An Energy Plank for Costlier Electricity
June 26, 2016
The initial meeting of the Democratic Platform Committee last week proposed a little noticed shift in the party’s energy policy – one that carries high risks and costs to match for the U.S. economy.
If this proposal stands, it would, for the first time, reject the “all of the above” energy approach that has been the nation’s bipartisan strategy for decades, keeping the nation’s electricity rates among the lowest in the industrialized world. The new platform “moves far beyond it,” said a Hillary Clinton aide and the casualty will be affordable electricity as a central requirement of American consumers.
That’s a seismic change from 2012, when the official party line was grounded in the reality that fossil energy, including coal, must be in the mix in order to deliver reliable energy that is accessible to all. Apparently, no longer. Now, coal will be anathema for party ideologues, as will natural gas, once hailed as the “bridge fuel” to the sunny uplands of renewable fuels — the party line just a few years ago.
A platform plank to “keep coal in the ground” was narrowly defeated but will be revisited in Philly, promised Bernie Sanders.
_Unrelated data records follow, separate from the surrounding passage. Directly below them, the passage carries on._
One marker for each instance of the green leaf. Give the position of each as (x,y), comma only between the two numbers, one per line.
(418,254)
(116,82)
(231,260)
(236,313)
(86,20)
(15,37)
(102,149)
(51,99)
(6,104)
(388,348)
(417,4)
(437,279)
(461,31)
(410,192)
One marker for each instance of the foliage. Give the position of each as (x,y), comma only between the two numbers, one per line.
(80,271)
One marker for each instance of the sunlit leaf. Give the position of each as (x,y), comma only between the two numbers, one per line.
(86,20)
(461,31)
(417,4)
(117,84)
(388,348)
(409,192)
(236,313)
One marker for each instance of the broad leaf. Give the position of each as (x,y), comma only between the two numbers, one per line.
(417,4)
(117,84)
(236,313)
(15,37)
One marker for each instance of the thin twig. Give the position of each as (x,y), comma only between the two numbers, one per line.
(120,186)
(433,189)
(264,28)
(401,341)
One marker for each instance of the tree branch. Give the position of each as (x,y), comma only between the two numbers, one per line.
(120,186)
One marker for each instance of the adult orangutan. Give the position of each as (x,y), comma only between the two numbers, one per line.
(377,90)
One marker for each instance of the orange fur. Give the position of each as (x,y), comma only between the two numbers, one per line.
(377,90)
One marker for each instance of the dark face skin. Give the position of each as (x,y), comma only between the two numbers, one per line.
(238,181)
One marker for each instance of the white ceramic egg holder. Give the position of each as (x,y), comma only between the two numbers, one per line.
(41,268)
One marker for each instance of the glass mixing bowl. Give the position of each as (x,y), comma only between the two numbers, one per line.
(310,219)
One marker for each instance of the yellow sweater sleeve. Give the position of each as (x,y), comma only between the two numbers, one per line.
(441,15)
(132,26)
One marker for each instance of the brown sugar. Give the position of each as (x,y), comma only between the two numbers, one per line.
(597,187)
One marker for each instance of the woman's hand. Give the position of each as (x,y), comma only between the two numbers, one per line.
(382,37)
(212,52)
Maybe it was a coincidence that while the platform committee was proposing an end to the nation’s most abundant energy source, California’s grid operators warned of rolling blackouts this summer owing to restricted supplies of natural gas. The bellwether state has been fertile ground for fossil fuel opponents. They, like some Democratic platform writers, overlook that wind and solar still account for only 4 percent of the nation’s primary fuel — coal, oil and gas 82 percent. As a result, their over reliance on select sources of fuel has led to a lights-out situation for many Californians already experiencing the burden of record-breaking summer temperatures.